One of our biggest fears was losing water or suffering from a burst pipe. We did indeed experience one of the two, we lost water. It doesn’t take long to realize what a nightmare it can be in a house with 5 people and no running water. You quickly switch to survival mode and start setting new household rules. I threatened anyone who I saw frivolously changing their clothes. Spaghetti sauce on a shirt never killed anyone. It dries quickly. I immediately drafted the following Rules: ‘Only Flush What Floats’ and ‘Disposable dishes only or you will lose a hand’. These rules were enforced immediately. Dishes and laundry were no longer an option and just the sight of a growing pile of dishes gave me anxiety. That, and the unbelievable amount of arguing and fighting that occurred over anything and everything. I will never be able to quantify the arguing and nagging that materializes with three children, who have mustered through a global pandemic for almost a year and are now cooped up in a cold house during an ice storm. It is viably enough to send any sane or partially crazy momma over the edge.
And, I will truthfully say that I get great comfort from hearing and seeing the children of my friends behaving the same way. Those happy smiling snapshots on Facebook get old pretty quickly after hearing “GET OFF OF HIM”, “Get off me!”, “Put the dog down!” “Why are you crying?” and “No you cannot throat chop your sister!”

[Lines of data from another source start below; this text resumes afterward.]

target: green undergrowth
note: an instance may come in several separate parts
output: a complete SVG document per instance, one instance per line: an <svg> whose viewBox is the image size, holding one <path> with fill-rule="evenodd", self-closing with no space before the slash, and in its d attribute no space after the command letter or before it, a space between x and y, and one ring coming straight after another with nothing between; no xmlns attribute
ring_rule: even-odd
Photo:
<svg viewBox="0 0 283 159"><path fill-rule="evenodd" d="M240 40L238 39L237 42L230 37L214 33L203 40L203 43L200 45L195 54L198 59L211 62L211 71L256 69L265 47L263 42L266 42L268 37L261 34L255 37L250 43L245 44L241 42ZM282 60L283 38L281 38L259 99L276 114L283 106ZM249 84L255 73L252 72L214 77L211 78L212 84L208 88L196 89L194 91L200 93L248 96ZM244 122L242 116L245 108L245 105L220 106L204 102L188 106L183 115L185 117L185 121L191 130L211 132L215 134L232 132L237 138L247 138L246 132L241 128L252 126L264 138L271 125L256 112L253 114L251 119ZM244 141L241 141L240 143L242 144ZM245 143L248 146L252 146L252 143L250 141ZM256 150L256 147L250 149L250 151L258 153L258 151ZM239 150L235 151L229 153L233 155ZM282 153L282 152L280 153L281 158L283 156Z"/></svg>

Seriously, we came through unscathed and are grateful for it. I am sure I have shaved a few years from my life with the anxiety of another traumatic event. However, I did learn many life skills during this fiasco:
- You can flush a toilet by adding water to the bowl or tank,
- It takes an insanely large amount of water to flush a toilet,
- There really is no easy way to boil water to clean and rinse dishes appropriately.
- If you don’t have a pool, it is smart to have friends who do and make sure they are willing to share said pool water with you to flush your toilets. (Thankfully, I do ).
- Cooking when you have no water seems like a good idea, but you quickly regret it afterwards.
- Turning off the water to your house during an overnight freeze and letting the faucets drain is a good idea. (An idea that we wished was shared before the week freeze).
- Always have a stash of bottled water and gas for hurricanes and for Ice/Freezing Storms.
- Unrelenting nagging and fighting will not hold up as a viable excuse for locking your children in their room indefinitely.
So, what I take away from all of this is that being prepared for a pandemic, helps you in no way or form when faced with a statewide insufficient energy supply, an unstable grid and a full week of freezing temperatures. All the pandemic does is numb you to more disheartening news and slightly lower your guard for the next obstacle. With that being established, I am ready for whatever may come next that will undoubtedly, force me to continue to spend a tremendous amount of time with my lovely family. However, when all of this is over, I see a solo trip to a hotel in my future with a remote, fluffy robe, Rose (of course), some coffee and SILENCE. Stay ready y’all. This too shall pass.